Ou la religion, c’est-à-dire une nature imparfaite, une terre maudite, une civilisation tourmentée, sans principe ni fin assignable ; une humanité pécheresse et lâche, attendant de Dieu son expiation et sa délivrance, par conséquent sans moralité et sans valeur.

Faut-il, après cela, nous étonner des titubations du peuple français ? Quand l’élite d’une nation, préparée par une longue tradition, une ample philosophie, une science prodigieuse, aboutit à de telles folies, que voulez-vous que devienne la multitude affamée et sans lettres ? Les sages déraisonnent, et le peuple fait ses bamboches.

Certes, Monseigneur, après 1830 et 1848, vous avez dû être surpris de la promptitude avec laquelle l’Église ébranlée s’est remise en selle : moi, point.

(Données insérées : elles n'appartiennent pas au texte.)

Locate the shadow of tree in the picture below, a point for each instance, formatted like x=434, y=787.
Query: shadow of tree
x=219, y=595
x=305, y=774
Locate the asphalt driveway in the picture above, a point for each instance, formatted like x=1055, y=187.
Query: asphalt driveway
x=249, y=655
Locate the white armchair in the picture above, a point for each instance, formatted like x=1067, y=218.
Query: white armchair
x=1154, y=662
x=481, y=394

La France, par ses chefs, n’est jamais sortie de la limbe religieuse. On a fait la guerre aux goupillons, aux chapes, aux ciboires, aux bénitiers ; on a attaque la liquéfaction du sang de saint Janvier, la croix de Migné, le miracle de la Sallette ; on a plaisanté de la gourmandise des moines, de la luxure des Cordeliers et des Carmes, de l’épicurisme des chanoines ; on a chicané le clergé sur son ambition et ses richesses. Mais, en critiquant le badigeonnage, on a soigneusement entretenu l’édifice. Les soi-disant adversaires de l’Église sont d’accord de tout avec elle ; et le pays, qui juge avec son bon sens, dit : Il se peut que les anciens, qui ont établi la religion, aient été de bonne foi ; mais à coup sûr les nouveaux sont des charlatans : il ne vaut pas la peine de changer. Et il ne change pas.